Each year, Americans mark the third week in October as Free Speech Week: a nationwide event aiming to raise public awareness of the importance of freedom of speech and of freedom of the press. Free Speech Week is a nonpartisan, non-ideological occasion in which organizations from various parts of the political spectrum promote these fundamental rights.

This year, as always, there will be a primary focus on the first word of the phrase — free. Yet little attention comes to speech itself, or how citizens, journalists, and others should use the First Amendment rights they have been given.

The nature of free speech in America, in contrast to even other developed Anglophone countries like Canada, the U.K., and Australia, is such that the right to individual expression is nearly unlimited. For example, Canada criminalized “hate speech” in 1992, and the government is currently pushing legislation that would curtail online “hate speech” too, under the absurdly broad definition of “communication that expresses detestation or vilification of an individual or group of individuals on the basis of a prohibited ground of discrimination.”

But in the United States, only the most egregious of violations — obscenity, true threats, and incitement of imminent violent action to name a few — fall outside of constitutional protections. The broad scope of free speech gives Americans a wide berth to choose what to say.

Traditionally, these choices have been moderated by social norms that have narrowed what is considered appropriate speech for the appropriate situation. But in the era of the internet, which facilitates rapid communication between everyone all at once, these norms have quickly fallen away. The ease of hitting send on a tweet or Facebook post, and the ensuing instant confirmation of one’s thoughts by likes and shares, overwhelmed the longstanding rules of conversation that live on when we meet face to face.

Without social restraints, we’ve entered an era where internet trolling is increasingly common, and the unmoderated internet is essentially unusable.
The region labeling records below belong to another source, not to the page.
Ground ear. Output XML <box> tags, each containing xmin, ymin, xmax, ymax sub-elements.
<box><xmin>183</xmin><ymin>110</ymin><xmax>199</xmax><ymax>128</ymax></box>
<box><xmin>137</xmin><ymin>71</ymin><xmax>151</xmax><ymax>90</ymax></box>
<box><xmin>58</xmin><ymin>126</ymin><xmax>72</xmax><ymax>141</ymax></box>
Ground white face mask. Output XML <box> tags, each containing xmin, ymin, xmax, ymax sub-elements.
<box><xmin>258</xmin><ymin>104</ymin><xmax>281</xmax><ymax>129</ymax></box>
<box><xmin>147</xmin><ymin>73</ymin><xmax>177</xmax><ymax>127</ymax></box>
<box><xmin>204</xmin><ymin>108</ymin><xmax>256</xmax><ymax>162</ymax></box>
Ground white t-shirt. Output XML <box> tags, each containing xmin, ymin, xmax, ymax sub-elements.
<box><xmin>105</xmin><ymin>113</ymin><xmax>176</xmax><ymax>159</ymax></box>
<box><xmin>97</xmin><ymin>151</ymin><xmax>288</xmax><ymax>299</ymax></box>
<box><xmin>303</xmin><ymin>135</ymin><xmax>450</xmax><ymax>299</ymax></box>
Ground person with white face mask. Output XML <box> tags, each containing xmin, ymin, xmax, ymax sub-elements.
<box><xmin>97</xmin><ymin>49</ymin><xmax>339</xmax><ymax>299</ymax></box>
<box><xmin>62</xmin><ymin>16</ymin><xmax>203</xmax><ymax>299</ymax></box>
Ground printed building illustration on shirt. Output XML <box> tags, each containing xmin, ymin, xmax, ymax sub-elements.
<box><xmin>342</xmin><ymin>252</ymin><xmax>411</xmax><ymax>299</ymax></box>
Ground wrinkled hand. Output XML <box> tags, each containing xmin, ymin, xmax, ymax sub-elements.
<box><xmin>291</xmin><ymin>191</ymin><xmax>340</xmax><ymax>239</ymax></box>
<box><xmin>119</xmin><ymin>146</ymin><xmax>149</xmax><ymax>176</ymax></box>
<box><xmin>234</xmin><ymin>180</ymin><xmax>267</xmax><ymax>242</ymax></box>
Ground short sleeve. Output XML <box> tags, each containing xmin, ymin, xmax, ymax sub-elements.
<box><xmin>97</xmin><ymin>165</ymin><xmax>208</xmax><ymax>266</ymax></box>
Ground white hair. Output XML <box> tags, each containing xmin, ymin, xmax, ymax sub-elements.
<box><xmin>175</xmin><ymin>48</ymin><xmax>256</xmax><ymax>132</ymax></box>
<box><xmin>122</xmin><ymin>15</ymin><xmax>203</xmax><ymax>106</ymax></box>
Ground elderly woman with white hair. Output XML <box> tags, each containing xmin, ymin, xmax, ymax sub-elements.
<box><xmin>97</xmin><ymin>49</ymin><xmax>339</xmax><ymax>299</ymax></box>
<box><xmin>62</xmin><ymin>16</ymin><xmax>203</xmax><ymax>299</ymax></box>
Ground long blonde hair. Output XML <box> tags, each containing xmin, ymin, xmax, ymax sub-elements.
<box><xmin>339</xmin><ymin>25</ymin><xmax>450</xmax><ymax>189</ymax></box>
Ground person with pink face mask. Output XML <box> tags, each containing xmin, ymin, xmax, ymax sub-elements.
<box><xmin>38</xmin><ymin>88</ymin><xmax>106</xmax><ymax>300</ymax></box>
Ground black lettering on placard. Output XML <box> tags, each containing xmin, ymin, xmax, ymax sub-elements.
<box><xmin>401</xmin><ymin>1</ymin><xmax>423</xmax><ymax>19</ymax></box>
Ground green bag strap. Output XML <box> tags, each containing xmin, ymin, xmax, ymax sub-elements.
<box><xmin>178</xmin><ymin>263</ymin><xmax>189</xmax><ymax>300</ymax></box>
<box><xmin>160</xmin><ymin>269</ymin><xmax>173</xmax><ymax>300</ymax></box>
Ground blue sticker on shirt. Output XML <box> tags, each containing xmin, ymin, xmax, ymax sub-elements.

The impersonal nature of the internet discourages direct and thoughtful conversations between individuals. Indeed, examples of intemperate online speech have been used to criticize free speech more broadly.

Even people who are pro-free speech often want some restraints on speech if they are the subject of pugnacious online posts. They want something to be done about obnoxious or hateful speech, whether by the social media company hosting the speech or even by the government.

Free speech advocates can head off some of this criticism — and the restrictions that often follow — by embracing virtue. Political philosopher and former National Review writer Frank Meyer put it plainly: “Free individualism uninformed by moral value rots at its core and soon brings about conditions that pave the way for surrender to tyranny.”

So, what virtues could help our speech problem? All of Aristotle’s 12 virtues, except maybe ambition. But specific emphasis should be placed on temperance, truthfulness, and magnanimity: temperance to encourage self-restraint, magnanimity to be generous to those you disagree with, and truthfulness to assist in furthering the discourse in our country.

For those in censorious environments like a college campus, courage becomes the most significant virtue. It is particularly important that younger Americans, those just coming to grips with the internet and their right to voice their opinions, achieve a balanced understanding of free speech, and of both the rights and responsibilities it confers. The alternative would be an even greater degradation of our civic discourse, and the possible acceptance of even more draconian restrictions in order to govern it.

Although free speech need not be virtuous to be free, Meyer also emphasized that virtue must be freely chosen to be truly virtuous. Speech codes and restrictions enforced by social media companies and university administrations are not solutions to the problem. An abrogation of liberty by the government will not miraculously make individual citizens more responsible. As Meyer said, “truth withers when freedom dies, however righteous the authority that kills it.”

While Americans should certainly appreciate and advocate for the fundamental constitutional right to free expression, this Free Speech Week, we should all try and encourage a little virtuous speech, too.